Use the objective function you have just written. The iteration count is held by the `step_k` argument. The agument `d_ratio` defines how many more times we train the discriminator that train the generator. 

For later, to display the progress, write the function so that it returns the value of the objective function.

**Hints**: Don't forget that the generator seeks to minimize and the discriminator seeks to maximize. Pytorch optimizers step in the _negative_ gradient direction, keep that in mind.

In [None]:
def alternating_update(step_k, d, g, d_optim, g_optim, noise_samples, real_samples, d_ratio=5):
    if step_k % d_ratio==0:
        d.eval()
        g.train()
        #Fill
    else:
        d.train()
        g.eval()
        #Fill

    return l

With all the ingredients in hand, we can train our GAN.

The following cell defines the two networks.

In [None]:
hidden_dim = 30
d = DualVariable(input_dim=2, hidden_dim=hidden_dim, c=1.0)
g = Generator(noise_dim=2, output_dim=2, hidden_dim=hidden_dim)

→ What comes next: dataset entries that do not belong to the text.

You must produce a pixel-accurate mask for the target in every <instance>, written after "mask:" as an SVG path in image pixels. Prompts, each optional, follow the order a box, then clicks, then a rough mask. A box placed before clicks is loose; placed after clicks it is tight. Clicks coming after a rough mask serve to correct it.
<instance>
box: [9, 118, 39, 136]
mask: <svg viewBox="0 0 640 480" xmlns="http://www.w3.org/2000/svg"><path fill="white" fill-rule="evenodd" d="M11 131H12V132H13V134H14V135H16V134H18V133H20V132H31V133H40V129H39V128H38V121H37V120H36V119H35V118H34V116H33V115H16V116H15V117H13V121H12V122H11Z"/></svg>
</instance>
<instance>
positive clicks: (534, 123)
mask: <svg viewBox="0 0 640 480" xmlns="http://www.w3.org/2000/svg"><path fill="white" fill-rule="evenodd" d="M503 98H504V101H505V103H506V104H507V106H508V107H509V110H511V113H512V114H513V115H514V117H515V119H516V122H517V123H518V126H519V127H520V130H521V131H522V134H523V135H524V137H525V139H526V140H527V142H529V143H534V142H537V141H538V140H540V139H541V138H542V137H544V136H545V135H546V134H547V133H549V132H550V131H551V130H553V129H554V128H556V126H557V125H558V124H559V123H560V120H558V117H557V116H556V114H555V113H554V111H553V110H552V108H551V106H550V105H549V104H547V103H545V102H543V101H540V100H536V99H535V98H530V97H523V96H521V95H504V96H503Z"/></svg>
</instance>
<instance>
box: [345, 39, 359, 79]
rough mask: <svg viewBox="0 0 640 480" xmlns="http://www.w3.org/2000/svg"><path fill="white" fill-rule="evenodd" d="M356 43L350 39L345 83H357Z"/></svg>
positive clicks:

**(5)** (2 points) Define an optimizer for each of the networks. We recommend choosing `Adam` with betas $(0.0, 0.9)$.

In [None]:
d_optim = #Fill
g_optim = #Fill

The following cell runs the training loop for 2000 iterations, this might take a few minutes.

In [None]:
train(d, g, d_optim, g_optim, alternating_update, n_iter=2000)

Once the training is complete, you can visualize the training process in the following gif. (If you encounter problems seeing the gif, open it in a separate tab, it can be found in the same directory as this notebook).

In [None]:
Image("movie.gif")

**(6)** (2 points) Briefly comment on what you observe. Play with the network sizes, the step sizes, the number of iterations, all while keeping in mind the difficulties of min-max optimization you've analyzed in the previous notebook.